三輪先生の国際関係論⑨ 地政学の今昔

 

 ドイツから地政学が日本の学界に流入したのは、まだヒトラーの現状打破が日常現象になる前のことであった。つまり侵略の御用学問視されるような状況下ではなかった。しかし日本の学者はそれを真剣に対応すべき学問の名に値するものとは捉えていなかったといえる。せいぜい床屋談義レベルの世間知に過ぎないと捉えていた節がある。その中で新しいものに知的刺激を敏感に感じる京都大学の教授がいた。東京では東大よりも、慶大の教授が速やかに反応した。

 ヒトラーが政権を掌握する頃には、京大では、ドイツ地政学の現状打破の侵略的傾向と一線を画すために、「皇道の地政学」などと天皇の徳治の学術的提言を目指すものとの位置づけがされた。

 そこに現実政治に満州事変という国際的に日本を孤立化させてしまう難題が関東軍の独走によって惹起した。その独走が満洲帝国の創設という暴走になった時、お鉢は東京帝国大学の教授に回ってきた。学術的弁明がきたいされたのである。

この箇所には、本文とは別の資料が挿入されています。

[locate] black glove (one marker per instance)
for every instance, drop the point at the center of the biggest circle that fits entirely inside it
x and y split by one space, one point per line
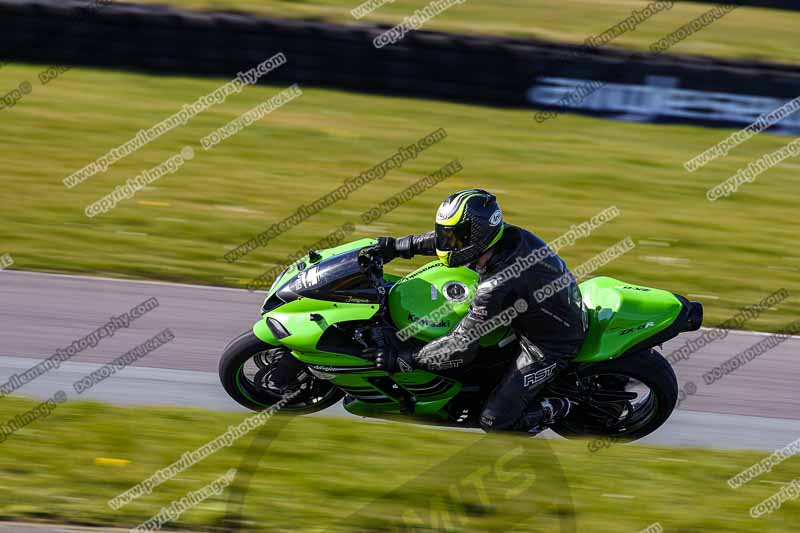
385 248
392 360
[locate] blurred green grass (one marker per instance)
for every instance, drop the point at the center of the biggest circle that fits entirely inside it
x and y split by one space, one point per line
752 33
328 474
729 253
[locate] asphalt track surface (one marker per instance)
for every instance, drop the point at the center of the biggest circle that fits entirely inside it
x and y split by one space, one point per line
756 407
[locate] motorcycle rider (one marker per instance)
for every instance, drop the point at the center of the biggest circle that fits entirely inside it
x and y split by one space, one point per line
470 231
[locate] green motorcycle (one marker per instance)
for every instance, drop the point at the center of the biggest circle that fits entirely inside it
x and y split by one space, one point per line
332 308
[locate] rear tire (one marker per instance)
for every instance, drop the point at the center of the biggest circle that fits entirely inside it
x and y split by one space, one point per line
316 396
647 367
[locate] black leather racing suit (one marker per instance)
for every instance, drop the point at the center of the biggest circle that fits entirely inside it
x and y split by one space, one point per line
550 332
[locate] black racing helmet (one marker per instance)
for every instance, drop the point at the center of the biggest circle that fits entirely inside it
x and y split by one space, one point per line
467 224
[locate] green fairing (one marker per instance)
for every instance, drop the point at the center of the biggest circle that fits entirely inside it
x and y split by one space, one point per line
419 298
620 316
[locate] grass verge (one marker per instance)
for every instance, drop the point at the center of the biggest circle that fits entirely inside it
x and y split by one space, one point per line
321 474
549 176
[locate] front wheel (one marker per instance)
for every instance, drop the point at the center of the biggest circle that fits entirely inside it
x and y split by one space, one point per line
244 370
622 399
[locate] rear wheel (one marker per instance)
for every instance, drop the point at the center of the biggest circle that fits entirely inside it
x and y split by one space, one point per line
245 368
625 398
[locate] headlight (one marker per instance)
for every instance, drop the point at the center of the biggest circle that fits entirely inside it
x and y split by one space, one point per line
277 329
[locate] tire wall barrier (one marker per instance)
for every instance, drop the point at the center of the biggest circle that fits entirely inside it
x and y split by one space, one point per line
484 70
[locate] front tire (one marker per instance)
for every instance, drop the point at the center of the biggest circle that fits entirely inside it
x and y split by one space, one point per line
314 394
637 417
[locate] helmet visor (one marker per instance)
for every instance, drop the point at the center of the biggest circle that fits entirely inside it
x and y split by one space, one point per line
452 238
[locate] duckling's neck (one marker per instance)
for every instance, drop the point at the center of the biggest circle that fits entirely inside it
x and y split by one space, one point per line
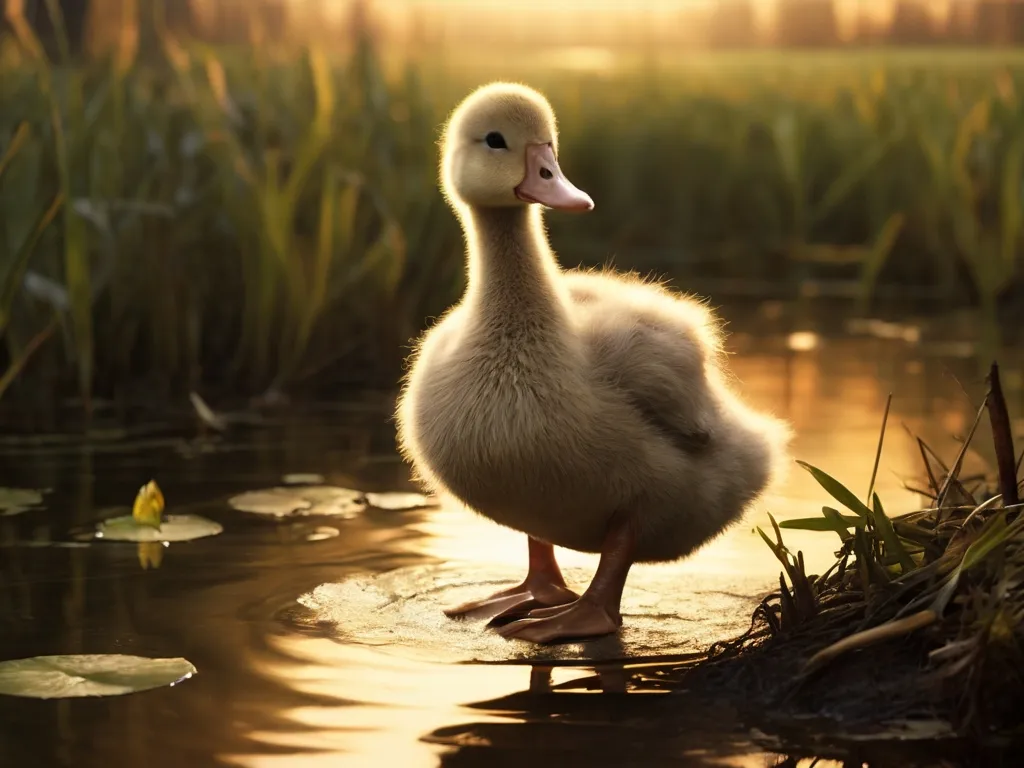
512 271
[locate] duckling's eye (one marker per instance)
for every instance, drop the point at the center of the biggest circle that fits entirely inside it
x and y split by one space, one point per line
496 140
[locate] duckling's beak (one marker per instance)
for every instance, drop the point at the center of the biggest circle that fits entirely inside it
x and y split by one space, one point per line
545 182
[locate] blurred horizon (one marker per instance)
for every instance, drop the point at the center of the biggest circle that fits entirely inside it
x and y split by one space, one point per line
425 25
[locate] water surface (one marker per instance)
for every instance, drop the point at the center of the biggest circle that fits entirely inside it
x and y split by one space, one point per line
375 676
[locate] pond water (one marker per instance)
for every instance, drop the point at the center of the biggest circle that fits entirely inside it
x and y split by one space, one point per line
320 641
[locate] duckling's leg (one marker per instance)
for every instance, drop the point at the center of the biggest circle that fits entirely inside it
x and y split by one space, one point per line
544 586
596 612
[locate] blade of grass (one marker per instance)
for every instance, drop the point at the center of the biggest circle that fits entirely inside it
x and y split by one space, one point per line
878 451
893 545
838 491
15 272
1003 437
830 520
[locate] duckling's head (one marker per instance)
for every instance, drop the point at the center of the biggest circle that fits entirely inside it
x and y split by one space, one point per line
500 150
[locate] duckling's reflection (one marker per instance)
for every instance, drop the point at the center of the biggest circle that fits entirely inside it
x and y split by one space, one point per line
559 725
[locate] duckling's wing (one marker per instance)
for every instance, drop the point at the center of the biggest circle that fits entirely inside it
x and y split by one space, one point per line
660 372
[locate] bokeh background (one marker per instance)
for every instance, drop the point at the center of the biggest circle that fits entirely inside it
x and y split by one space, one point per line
239 197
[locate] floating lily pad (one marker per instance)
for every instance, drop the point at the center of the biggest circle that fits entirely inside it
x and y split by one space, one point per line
322 532
301 478
301 501
401 611
89 675
396 501
16 501
173 528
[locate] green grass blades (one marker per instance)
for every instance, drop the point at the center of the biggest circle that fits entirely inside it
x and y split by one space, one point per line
267 217
838 491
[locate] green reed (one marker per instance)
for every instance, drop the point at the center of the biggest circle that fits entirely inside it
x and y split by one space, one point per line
260 218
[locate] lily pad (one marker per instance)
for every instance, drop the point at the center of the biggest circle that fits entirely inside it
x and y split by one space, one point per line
89 675
302 478
396 501
173 528
16 501
301 501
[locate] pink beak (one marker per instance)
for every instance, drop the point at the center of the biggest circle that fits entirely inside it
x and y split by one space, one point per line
546 184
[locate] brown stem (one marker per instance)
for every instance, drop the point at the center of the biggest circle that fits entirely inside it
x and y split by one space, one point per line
1003 437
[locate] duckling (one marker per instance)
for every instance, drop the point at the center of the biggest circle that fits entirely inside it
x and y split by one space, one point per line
587 410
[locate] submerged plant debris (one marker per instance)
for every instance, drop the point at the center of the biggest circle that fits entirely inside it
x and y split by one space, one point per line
920 619
300 500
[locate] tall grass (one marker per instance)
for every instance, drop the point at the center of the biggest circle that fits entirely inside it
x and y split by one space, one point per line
257 219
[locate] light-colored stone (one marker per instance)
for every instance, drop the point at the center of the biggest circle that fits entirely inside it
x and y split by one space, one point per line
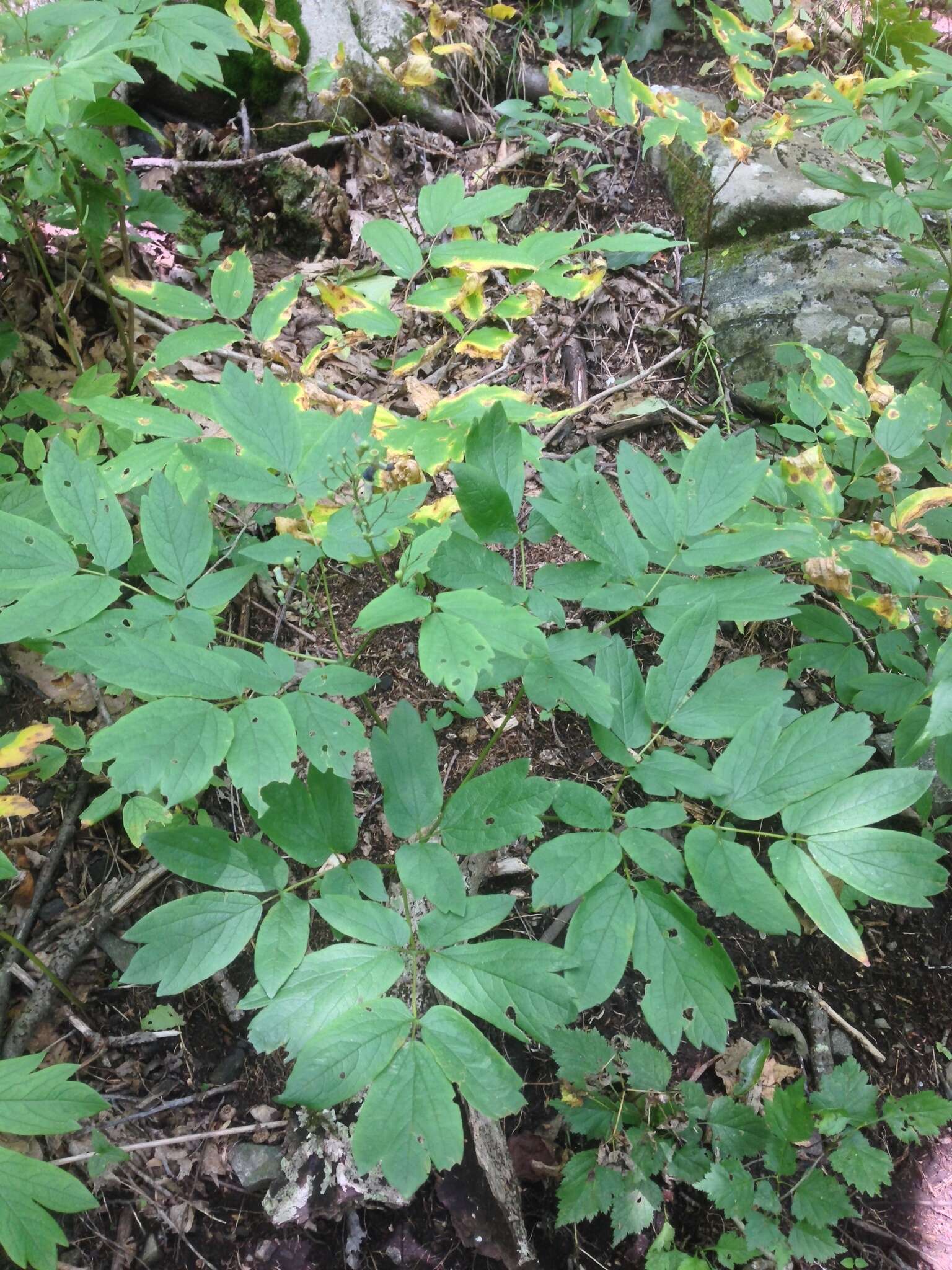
765 195
803 286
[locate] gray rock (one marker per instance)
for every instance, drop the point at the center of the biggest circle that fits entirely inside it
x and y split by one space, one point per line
255 1165
765 195
803 286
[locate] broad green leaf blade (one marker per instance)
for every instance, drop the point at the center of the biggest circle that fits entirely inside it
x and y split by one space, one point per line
84 506
897 868
405 758
395 246
29 1188
282 941
325 986
232 285
494 809
58 606
202 854
684 653
363 920
477 1067
689 980
729 879
718 479
31 554
164 298
46 1100
310 821
329 734
265 747
175 534
430 870
599 941
570 865
409 1119
489 980
346 1055
195 340
273 311
857 802
191 939
170 746
651 499
806 884
769 766
452 654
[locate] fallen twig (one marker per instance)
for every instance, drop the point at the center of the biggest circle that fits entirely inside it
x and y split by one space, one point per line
619 386
173 1142
805 990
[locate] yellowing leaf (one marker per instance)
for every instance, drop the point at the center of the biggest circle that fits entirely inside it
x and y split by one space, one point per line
12 804
416 71
917 505
747 82
828 573
487 342
19 751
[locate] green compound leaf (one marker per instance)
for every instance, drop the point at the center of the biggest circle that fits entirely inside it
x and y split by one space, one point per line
897 868
310 821
570 865
395 246
430 870
730 881
169 746
265 747
493 810
32 556
29 1189
598 940
409 1121
325 986
808 886
363 920
84 506
191 939
329 734
202 854
346 1055
232 285
480 1072
405 758
452 654
58 606
43 1101
282 941
490 980
689 974
177 534
684 653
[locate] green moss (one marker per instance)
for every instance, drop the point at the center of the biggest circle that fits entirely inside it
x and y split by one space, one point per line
253 76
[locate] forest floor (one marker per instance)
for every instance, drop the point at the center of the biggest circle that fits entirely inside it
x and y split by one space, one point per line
179 1204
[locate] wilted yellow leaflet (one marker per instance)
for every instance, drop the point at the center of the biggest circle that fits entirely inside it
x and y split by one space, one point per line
12 804
918 505
20 748
487 342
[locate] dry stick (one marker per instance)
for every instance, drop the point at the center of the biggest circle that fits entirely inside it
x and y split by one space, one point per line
183 1137
51 865
795 986
619 386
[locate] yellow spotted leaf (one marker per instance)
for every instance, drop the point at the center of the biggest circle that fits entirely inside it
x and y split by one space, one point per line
19 751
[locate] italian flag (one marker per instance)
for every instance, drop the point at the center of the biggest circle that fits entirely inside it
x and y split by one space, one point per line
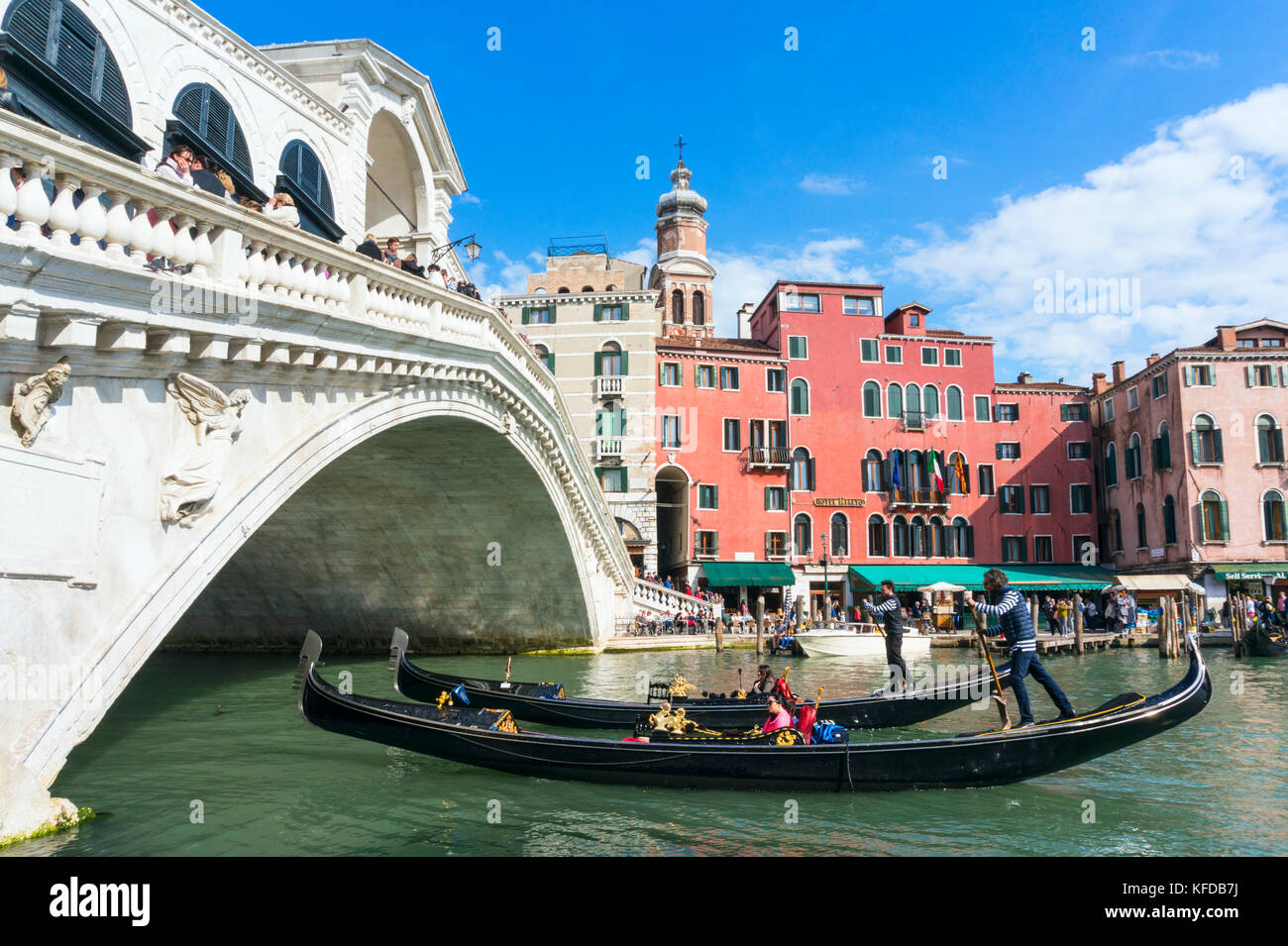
936 472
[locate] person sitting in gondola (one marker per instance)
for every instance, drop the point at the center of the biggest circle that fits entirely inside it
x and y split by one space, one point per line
778 716
1017 626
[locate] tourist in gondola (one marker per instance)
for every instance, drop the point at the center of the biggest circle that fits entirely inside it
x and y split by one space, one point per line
892 617
1017 626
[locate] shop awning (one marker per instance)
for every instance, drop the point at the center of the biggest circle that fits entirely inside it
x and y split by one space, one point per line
756 575
1022 577
1250 572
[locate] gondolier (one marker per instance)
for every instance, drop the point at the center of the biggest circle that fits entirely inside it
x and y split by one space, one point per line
1017 626
892 618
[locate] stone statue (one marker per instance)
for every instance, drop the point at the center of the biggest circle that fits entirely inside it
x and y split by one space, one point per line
217 416
31 399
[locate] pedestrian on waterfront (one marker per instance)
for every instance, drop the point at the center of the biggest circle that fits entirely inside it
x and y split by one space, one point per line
1017 627
892 617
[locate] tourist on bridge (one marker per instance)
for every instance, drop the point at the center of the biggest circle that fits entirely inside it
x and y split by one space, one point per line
1017 626
892 617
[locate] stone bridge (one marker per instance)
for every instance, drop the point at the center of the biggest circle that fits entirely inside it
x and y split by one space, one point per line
284 435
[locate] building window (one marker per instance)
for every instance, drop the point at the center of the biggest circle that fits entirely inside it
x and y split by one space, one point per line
879 537
671 431
733 434
1039 498
1080 498
802 301
1206 442
1012 499
1014 549
1270 441
800 396
871 399
1274 514
803 470
1216 517
802 534
986 478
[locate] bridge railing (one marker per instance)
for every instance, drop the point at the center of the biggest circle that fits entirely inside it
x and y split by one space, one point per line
114 214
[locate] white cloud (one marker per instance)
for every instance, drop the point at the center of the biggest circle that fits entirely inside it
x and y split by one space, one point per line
1179 59
1197 216
747 277
828 184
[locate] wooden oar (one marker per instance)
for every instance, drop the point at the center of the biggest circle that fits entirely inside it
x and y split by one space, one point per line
1001 700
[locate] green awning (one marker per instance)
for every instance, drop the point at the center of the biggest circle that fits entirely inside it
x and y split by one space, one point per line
1022 577
758 575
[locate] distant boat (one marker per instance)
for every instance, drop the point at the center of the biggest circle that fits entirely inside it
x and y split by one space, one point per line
863 640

 政治学の教授、蝋山政道は、ドイツからたどり着いたばかりだった頃、地政学を胡散臭くかんじていたのだが、国際連盟で批判にさらされ、ついに脱退してしまった日本の救済に使ってみたらどうだろうと考えた。5カ年計画等で、日本の国防に脅威となりつつあるソ連に対処するのに、満州国という存在が肯定的に説明されなければならなかった。地政学の援用がそれを可能にするものと思われたのである。蝋山教授がどんな提言に達したものか、私は詳らかにしない。

 ただ判っている事は、太平洋戦争に敗れた日本で、占領軍に日本通の学者として意見を具申していたカナダ人外交官E.H.Normanは戦争協力をした学者の追放リストをつくるべく東京大学を調べたりしていた。

 そんな占領軍の動向に反応協力したのでもあろうか、プレスコードで、「大東亜共栄圏」「大東亜戦争」「八紘一宇」「英霊」のような、軍国主義や戦争を煽った言葉の使用を禁じたとき、東大教授で、「地政学」も止めようと提案した者があった。その結果、戦時中には旧制の高等学校のカリキュラムにまで正式に組み込まれていた「地政学」は、日本の高等教育の場から追放されてしまったのである。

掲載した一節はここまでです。